As yet, none of the parties in the region have chosen a female, Asian or black candidate in a winnable seat for the next election.

While I have every sympathy for Mr Jenkin, who has worked tirelessly to ensure that constituencies understand the need for the `A' list, I think he was ill-advised to appear last week on the new Internet political television channel 18 Doughty Street, when at the time he was still a party deputy chairman, and suggest his leader was wrong to complain at the Speaker's refusal to question the Prime Minister in the Commons on whom he would like to succeed him.

Mr Cameron challenged the ruling, but Mr Jenkin said on the Internet channel: “The Speaker was absolutely right. If we don't accept what the Speaker says, we're all done for. I really think there's a moral obligation on every member of the House of Commons to uphold the Speaker, otherwise we're heading for chaos.”

These remarks were soon flashed around the Internet by Labour bloggers as a sign of a major split in the Tory Party over its leader's tactics and sense of purpose.

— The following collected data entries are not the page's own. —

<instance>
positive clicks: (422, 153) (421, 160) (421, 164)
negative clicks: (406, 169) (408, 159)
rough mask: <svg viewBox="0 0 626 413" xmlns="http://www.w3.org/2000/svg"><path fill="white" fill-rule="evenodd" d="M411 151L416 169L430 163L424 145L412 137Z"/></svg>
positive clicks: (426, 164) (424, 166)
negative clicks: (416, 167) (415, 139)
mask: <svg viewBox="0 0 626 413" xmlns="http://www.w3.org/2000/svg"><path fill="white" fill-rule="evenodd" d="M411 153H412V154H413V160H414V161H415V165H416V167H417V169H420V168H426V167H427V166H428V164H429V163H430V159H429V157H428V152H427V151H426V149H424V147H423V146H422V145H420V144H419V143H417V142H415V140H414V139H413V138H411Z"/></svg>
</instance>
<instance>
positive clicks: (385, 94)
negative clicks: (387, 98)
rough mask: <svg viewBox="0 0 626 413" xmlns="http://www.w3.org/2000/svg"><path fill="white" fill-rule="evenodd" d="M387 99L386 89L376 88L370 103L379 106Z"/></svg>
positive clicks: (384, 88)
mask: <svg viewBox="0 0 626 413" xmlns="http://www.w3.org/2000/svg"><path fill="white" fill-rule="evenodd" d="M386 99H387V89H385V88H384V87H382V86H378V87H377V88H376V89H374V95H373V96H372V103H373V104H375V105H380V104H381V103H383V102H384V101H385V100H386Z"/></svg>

Mr Cameron yesterday visited Ipswich Hospital. Although it was a follow-up to the Tories' successful campaign against “Labour's health cuts,” the timing was actually quite extraordinary.

Yes, he wanted to hear for himself how the hospital had landed up more than £24m in deficit. But Ipswich Tories choose a parliamentary candidate in less than a month. How much more sensible it would have been had he delayed his visit until the New Year so he could be accompanied by the candidate, who would have been given the oxygen of publicity.

It seems that the branch of Central Office which knows where candidates have been picked does not communicate with the leader's office to co-ordinate regional visits.

It could have been worse. A visit to Colchester General Hospital, where a multi million pound PFI project has been cancelled, was also planned for yesterday but was aborted. With Witham and Colchester due to pick their candidates before Christmas, Mr Cameron would have looked remarkably naked if he had not been accompanied by the men or women he hopes will win the seats.